Lessons learned, legacy and next steps

Lessons learned

  • Broad engagement: Early, inclusive engagement with a wide range of public sector partners was key to building shared understanding and collaboration, helping clarify roles and priorities from the start.
  • Clear prioritisation: Derby City Council’s clear understanding of local priorities and an already well-defined project scope enabled rapid mobilisation, allowing effective allocation of funding and strong partner alignment and commitment.
  • Importance of long-term vision for projects: The experience underscored the need for a sustained, long-term vision for projects of this scale, as tangible outcomes typically take considerable time to emerge and can make it difficult to maintain momentum.

Legacy

The project delivered a clear understanding of the site’s opportunities, constraints, key costs, and potential uses, enabling the team to move quickly into the next design phase once Great British Railways (GBR) confirms this as their headquarters. Stakeholders noted that without the support of the Place Pilot, this preparation would have been delayed by at least six months. The Derby Place Pilot significantly accelerated the regeneration programme, generating momentum around the Rail Campus and broader inner-city development ambitions.
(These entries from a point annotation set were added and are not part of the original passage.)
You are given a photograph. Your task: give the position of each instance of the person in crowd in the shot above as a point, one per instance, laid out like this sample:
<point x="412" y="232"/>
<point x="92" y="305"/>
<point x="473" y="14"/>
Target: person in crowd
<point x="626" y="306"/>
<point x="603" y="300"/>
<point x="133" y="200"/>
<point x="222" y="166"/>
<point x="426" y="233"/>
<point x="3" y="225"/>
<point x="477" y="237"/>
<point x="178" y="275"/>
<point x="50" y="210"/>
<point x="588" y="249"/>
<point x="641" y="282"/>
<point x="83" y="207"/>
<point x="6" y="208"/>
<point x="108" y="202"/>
“The project has done wonders to accelerate [the GBR] programme, it’s given a buzz and attention around the campus and city, which previously we didn’t have”

Place Pilot stakeholder

A clear governance structure is now established, with the One Public Estate programme ready to facilitate ongoing project activities. In addition, partners continue to work closely through established forums such as the HS2/Station Gateway Working Group and the Rail Forum, which remain active in championing Derby’s rail sector. While the full extent of impact will be unlocked following confirmation of the GBR HQ location, the project has already delivered key impacts in terms of strengthening long-term partner collaboration.

Next steps

To sustain momentum, Derby plans to maintain strong collaboration across public, private, and rail sector stakeholders, continuing to leverage the partnerships formed during the pilot.
Although delays in national announcements pose challenges, Derby’s preparation means it can swiftly progress with design and delivery once the GBR HQ location is confirmed.